Midway through, pizza worker pulled a couple of slices from the oven and called out the orders. Then he told the people who came up that he’d burnt the pepperoni ones but they could take the others and he’d put in fresh pepperoni slices.
Then he went back to the math problem and the woman who was the other person in front of me offered to use the calculator on her phone to resolve the issue, which might have moved things along except then one of the people who had picked up an order came back to complain that he’d given her the wrong thing.
So I left and went to the burger place down the street.
And hadn’t laughed about it until now.
It could have been worse, as this Andertoons suggests.
I might have gone stark raving mad and ordered pizza with pineapple.
“Hawaiian Pizza” belongs at county fairs, along with deep-fried Oreos and Krispy Kreme Triple Cheeseburgers and all that other made-up county fair junk food.
I say that as someone who used to sit a booth through a week-long county fair and quickly learned to pack a lunch until the last day, because if you start eating all that weird greasy stuff the first day, you’ll be sitting the Port-O-Sans most of the week instead of your booth.
Juxtaposition of the Housing Market
I’ve never had to deal with a home owners association, but a couple of my dog park friends do, and their stories are both horrifying and hilarious, like being ordered to replace patio doors with some specific sliders.
Then the sliders weren’t quite the right color and they had to buy new ones, which puzzled me because the HOA had specified the first doors but wasn’t picking up the tab for having ordered the wrong ones.
And has now banned barbecue grills for some sort of safety reasons related to insurance.
Thing is, I’ve had lousy landlords, but when the lease is up, you go find someone else to rent from who won’t make your life hell. Selling your townhouse is a whole lot more complicated.
Bottom line: I’ll never understand buying property but not owning it.
But that’s only mildly puzzling.

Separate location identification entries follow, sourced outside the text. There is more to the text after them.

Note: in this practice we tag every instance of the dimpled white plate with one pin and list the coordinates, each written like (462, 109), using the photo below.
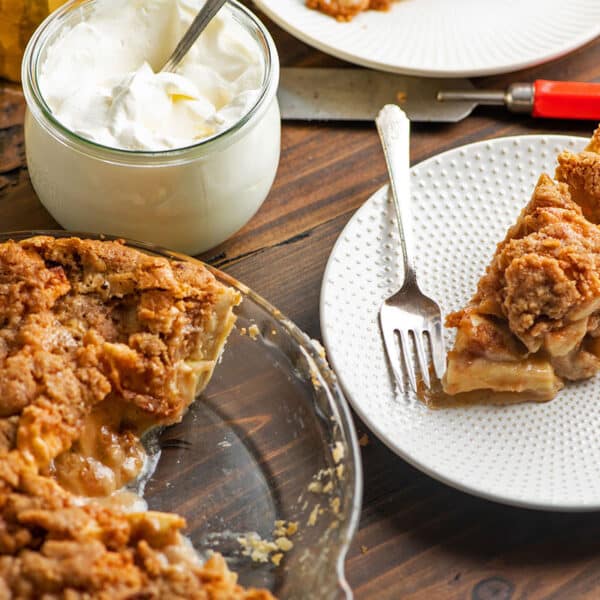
(442, 38)
(537, 455)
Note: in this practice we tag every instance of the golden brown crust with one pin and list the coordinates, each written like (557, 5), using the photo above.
(95, 333)
(538, 303)
(345, 10)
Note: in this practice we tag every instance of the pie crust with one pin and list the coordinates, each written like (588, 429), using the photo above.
(534, 321)
(98, 343)
(345, 10)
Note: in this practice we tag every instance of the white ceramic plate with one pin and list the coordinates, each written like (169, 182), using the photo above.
(537, 455)
(443, 38)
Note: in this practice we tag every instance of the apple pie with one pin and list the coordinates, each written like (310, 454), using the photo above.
(534, 321)
(345, 10)
(99, 342)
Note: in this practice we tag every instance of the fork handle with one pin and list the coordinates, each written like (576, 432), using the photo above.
(393, 127)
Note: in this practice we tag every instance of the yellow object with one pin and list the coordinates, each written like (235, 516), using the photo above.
(18, 20)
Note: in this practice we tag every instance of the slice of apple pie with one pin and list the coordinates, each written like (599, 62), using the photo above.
(98, 343)
(345, 10)
(534, 321)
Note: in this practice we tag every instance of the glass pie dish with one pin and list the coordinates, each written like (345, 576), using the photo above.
(270, 439)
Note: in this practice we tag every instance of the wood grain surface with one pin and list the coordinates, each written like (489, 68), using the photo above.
(418, 538)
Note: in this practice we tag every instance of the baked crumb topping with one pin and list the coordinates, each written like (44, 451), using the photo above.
(535, 318)
(345, 10)
(98, 343)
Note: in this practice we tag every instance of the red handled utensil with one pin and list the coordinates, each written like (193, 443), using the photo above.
(542, 98)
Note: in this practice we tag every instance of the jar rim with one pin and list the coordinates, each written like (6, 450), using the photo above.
(35, 99)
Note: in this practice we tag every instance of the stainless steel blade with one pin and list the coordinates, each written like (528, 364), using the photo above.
(358, 94)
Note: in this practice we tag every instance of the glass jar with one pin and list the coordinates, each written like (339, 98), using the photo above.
(189, 199)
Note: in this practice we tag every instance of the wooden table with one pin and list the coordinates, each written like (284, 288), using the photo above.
(418, 538)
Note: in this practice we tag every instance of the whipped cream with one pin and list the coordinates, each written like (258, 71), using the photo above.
(99, 77)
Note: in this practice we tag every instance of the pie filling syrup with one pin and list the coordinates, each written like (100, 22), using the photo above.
(534, 321)
(98, 343)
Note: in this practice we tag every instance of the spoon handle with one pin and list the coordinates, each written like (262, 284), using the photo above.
(202, 19)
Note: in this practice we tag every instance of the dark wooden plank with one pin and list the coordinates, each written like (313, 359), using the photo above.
(418, 539)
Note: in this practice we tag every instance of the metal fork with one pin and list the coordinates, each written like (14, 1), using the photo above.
(408, 313)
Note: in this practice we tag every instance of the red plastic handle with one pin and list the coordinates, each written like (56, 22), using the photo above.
(566, 100)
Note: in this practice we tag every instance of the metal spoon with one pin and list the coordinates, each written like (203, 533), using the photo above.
(202, 19)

When I see those TV shows about well-heeled Yuppies buying dream homes, I’m ready to set up the guillotines.
One of those reality-realty shows filmed in my old home town, which surprised me because it specialized in waterfront property and I couldn’t imagine there would be four or five homes on that tiny lake up for sale at the same time.
To fill the half hour, they skipped all around the county without admitting it, and my Facebook friends from home were snickering because they knew the couple had bought property before the show began taping, so the entire “walking through and reacting” was staged, and the place they bought was several miles away from the place named in the show anyway.

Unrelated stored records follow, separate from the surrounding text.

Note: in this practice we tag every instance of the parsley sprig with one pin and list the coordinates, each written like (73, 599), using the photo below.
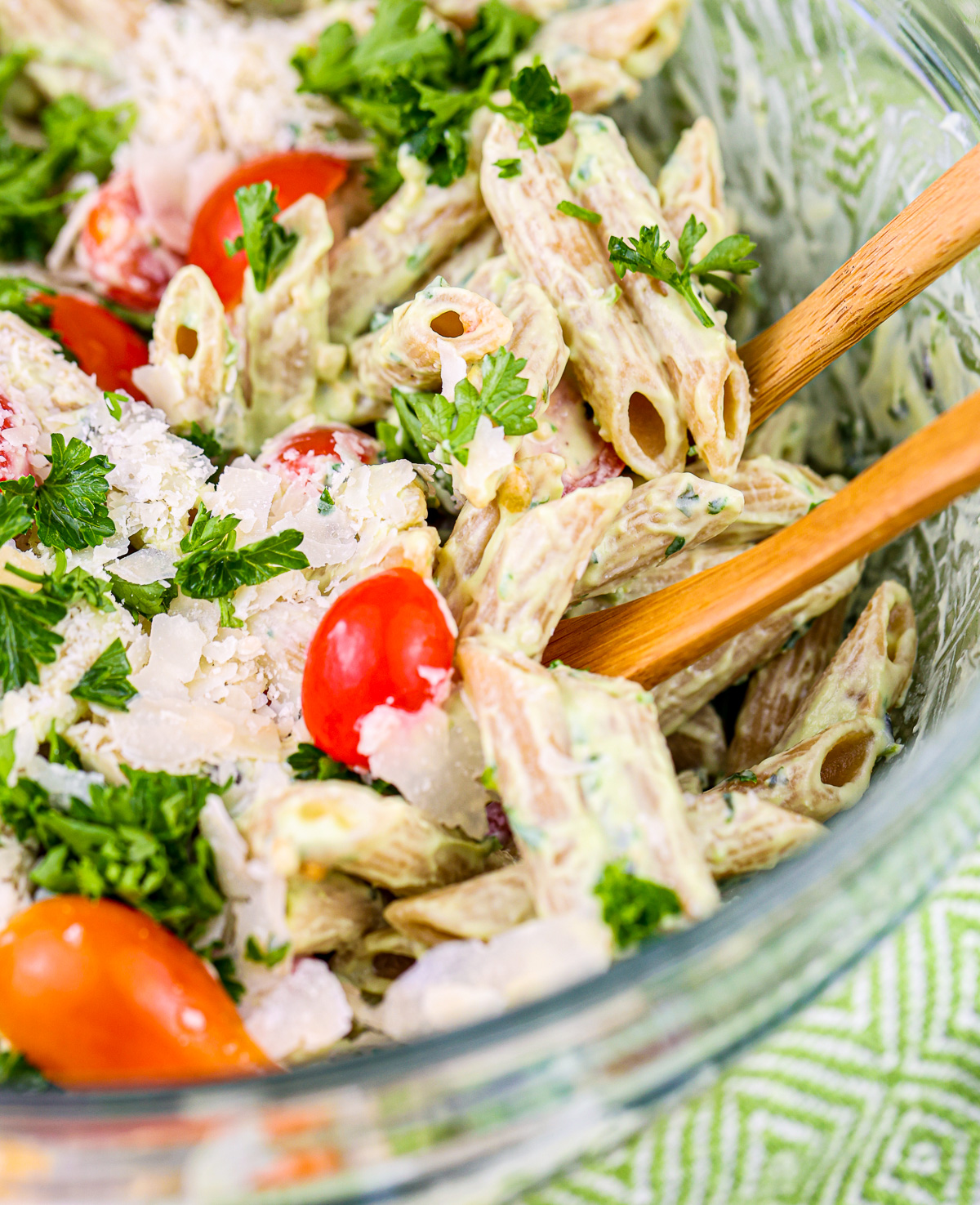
(69, 507)
(634, 908)
(442, 429)
(73, 137)
(215, 569)
(27, 619)
(650, 256)
(137, 841)
(265, 243)
(412, 83)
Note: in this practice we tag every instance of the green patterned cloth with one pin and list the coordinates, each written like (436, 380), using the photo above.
(868, 1096)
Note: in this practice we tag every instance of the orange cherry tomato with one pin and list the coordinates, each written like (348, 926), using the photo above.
(94, 992)
(378, 644)
(103, 344)
(121, 251)
(292, 174)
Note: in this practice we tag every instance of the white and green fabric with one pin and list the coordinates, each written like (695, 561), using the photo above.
(868, 1096)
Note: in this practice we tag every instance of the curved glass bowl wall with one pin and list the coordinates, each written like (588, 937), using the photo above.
(832, 117)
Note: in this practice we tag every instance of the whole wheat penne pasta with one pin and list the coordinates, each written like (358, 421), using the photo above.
(739, 832)
(525, 739)
(777, 493)
(639, 34)
(536, 563)
(398, 246)
(778, 688)
(871, 672)
(327, 913)
(616, 364)
(701, 363)
(820, 776)
(345, 826)
(693, 181)
(478, 908)
(408, 350)
(700, 743)
(457, 268)
(630, 784)
(784, 434)
(288, 344)
(461, 562)
(659, 520)
(193, 359)
(687, 692)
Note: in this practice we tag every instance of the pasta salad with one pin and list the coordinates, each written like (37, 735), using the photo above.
(341, 355)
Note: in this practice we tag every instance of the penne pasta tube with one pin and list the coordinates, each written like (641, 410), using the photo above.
(738, 832)
(193, 359)
(525, 740)
(327, 913)
(461, 562)
(345, 826)
(701, 363)
(659, 520)
(777, 493)
(700, 743)
(630, 784)
(693, 181)
(614, 362)
(479, 908)
(399, 245)
(408, 350)
(687, 692)
(871, 672)
(639, 34)
(535, 565)
(820, 776)
(778, 688)
(288, 345)
(457, 268)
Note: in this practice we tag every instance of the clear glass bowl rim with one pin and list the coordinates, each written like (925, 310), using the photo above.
(939, 759)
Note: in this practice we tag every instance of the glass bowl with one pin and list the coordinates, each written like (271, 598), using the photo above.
(832, 116)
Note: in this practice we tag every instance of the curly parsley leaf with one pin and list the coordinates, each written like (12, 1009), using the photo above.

Believe half of what you see and none of what you hear.
Which reminds me that Gladys Knight turned 75 on Tuesday and still looks better than anybody else over 40.

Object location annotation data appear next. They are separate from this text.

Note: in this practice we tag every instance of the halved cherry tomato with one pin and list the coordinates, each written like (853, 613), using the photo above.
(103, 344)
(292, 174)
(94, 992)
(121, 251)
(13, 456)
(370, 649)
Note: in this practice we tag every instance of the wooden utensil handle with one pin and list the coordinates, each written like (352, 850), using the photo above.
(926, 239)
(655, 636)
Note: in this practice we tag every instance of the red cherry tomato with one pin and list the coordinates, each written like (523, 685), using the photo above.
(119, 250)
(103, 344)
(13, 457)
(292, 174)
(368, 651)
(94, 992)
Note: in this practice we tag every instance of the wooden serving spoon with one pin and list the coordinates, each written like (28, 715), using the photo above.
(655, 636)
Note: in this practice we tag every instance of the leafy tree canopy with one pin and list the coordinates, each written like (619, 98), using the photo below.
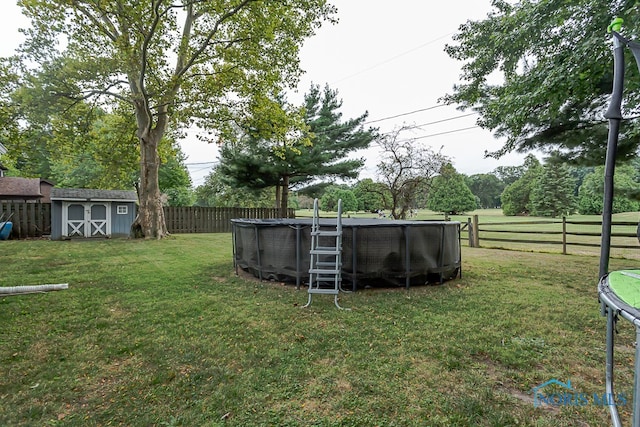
(539, 73)
(171, 63)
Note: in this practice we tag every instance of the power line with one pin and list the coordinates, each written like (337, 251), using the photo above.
(444, 133)
(391, 59)
(404, 114)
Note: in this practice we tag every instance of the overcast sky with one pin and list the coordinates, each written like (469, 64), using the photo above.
(383, 57)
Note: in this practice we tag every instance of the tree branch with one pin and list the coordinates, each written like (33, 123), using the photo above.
(111, 32)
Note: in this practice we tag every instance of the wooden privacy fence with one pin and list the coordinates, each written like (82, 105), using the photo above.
(29, 219)
(34, 219)
(561, 232)
(194, 219)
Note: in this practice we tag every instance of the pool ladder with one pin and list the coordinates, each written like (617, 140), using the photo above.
(325, 269)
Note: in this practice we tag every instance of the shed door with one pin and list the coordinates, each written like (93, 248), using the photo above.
(86, 219)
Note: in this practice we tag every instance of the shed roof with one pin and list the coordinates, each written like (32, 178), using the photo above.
(87, 194)
(19, 187)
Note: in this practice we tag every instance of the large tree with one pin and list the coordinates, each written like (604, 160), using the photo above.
(539, 73)
(172, 62)
(406, 167)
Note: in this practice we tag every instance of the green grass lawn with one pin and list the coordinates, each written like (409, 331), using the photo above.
(163, 333)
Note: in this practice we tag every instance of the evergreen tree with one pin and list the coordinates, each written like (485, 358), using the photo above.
(487, 188)
(371, 195)
(516, 196)
(319, 148)
(449, 193)
(591, 193)
(329, 201)
(552, 193)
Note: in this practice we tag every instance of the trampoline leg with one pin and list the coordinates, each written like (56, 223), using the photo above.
(611, 326)
(636, 383)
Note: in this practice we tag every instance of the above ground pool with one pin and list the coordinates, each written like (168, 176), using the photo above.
(374, 251)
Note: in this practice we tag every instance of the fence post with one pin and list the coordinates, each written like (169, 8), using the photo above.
(564, 235)
(476, 237)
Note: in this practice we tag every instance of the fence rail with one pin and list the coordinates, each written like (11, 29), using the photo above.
(194, 219)
(562, 232)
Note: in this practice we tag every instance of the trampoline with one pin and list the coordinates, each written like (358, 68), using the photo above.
(374, 251)
(619, 292)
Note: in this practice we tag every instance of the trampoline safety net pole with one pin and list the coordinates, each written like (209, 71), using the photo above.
(614, 115)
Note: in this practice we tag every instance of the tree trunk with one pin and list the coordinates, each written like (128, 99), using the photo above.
(285, 197)
(150, 222)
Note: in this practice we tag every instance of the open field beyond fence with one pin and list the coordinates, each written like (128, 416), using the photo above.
(163, 333)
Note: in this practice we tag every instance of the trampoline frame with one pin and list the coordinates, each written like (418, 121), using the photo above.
(612, 308)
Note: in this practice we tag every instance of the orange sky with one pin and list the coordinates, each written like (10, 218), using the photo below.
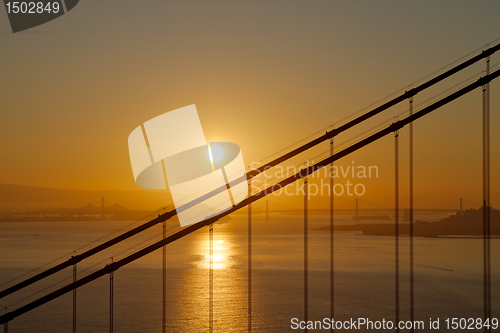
(262, 74)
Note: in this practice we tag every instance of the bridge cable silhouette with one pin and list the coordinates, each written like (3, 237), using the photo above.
(483, 81)
(301, 174)
(250, 174)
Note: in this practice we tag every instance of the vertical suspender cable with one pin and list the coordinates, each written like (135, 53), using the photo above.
(396, 217)
(250, 259)
(74, 299)
(211, 278)
(332, 242)
(164, 293)
(412, 272)
(111, 276)
(486, 203)
(306, 255)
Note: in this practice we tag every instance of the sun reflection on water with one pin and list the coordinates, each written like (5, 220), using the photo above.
(222, 255)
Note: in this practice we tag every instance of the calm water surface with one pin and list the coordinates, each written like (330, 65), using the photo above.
(448, 277)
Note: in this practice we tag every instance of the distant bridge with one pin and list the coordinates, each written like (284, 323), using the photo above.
(482, 82)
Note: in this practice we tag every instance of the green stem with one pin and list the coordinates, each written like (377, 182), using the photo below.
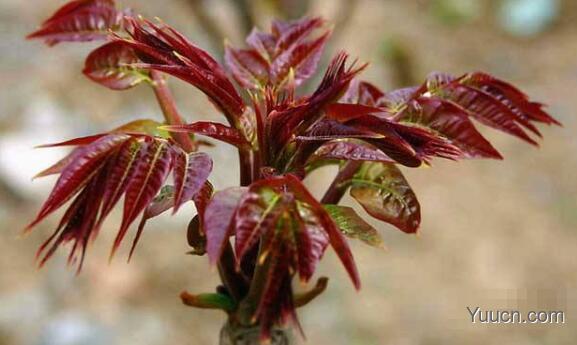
(232, 280)
(337, 189)
(168, 106)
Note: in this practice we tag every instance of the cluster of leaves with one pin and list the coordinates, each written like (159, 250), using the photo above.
(280, 229)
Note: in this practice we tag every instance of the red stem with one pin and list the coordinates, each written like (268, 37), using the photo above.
(168, 106)
(337, 189)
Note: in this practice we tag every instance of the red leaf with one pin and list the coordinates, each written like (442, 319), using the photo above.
(164, 49)
(257, 213)
(85, 164)
(383, 192)
(191, 171)
(453, 123)
(218, 218)
(512, 97)
(119, 175)
(110, 66)
(290, 34)
(354, 226)
(337, 241)
(487, 109)
(149, 175)
(213, 130)
(343, 112)
(80, 21)
(262, 42)
(302, 59)
(363, 93)
(350, 150)
(248, 67)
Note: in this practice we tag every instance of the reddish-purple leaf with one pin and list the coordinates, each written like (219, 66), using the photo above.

That was a segue to this Arlo & Janis, in which Janis obsesses over getting older, and it’s funny that they’ve been married long enough to have a son grown and gone and yet Arlo is still puzzled that his point of view in this area is irrelevant.
That could trigger a whole discussion but it would be far too serious for a Friday Funnies post. If you want to hear a woman talk about getting older, check out Wanda Sykes’ new standup show on Netflix, in which she covers that topic and also gets all political.
Wanda doesn’t worry too much about pleasing the man in her life but she does obsess over her wife’s reactions to her aging body, which leaves the overriding topic unresolved but makes her insecurities kind of unisex.
She also points out that the Republicans went batshit when Michelle went sleeveless “but you can google Melania’s titties.”
Never mind. It’s Friday.
Also on the topic of growing older, when I saw this Mother Goose and Grimm, my response was “Does TV Guide magazine even exist anymore? Isn’t it just a website?”
Back at the end of the last century, I had the job of assembling the weekly television insert for our paper. Even then, we had to pick and choose what channels to include, and the forest hasn’t become any less dense in the 20 years that followed.
But, by yompin’ yiminy, TV Guide is still around at the bargain price of $20 a year, though the fact that they haven’t updated the cover on their website in nearly a month makes me wonder how well they do on listings.
Y’know, when I’m not wondering why Mark Harmon is #1 and who else is on that list.
I think the gluten-free name was the gag in this Moderately Confused, but I laft over the overall concept, given that Bread was pre-assembled from studio backup vocalists and so was already kind of a cover band, though one that did original material.
Which adds depth to the gluten-free joke: Fake Bread would be grim stuff indeed.
BTW, back-up vocalists are not to be confused with studio musicians. Different animals entirely.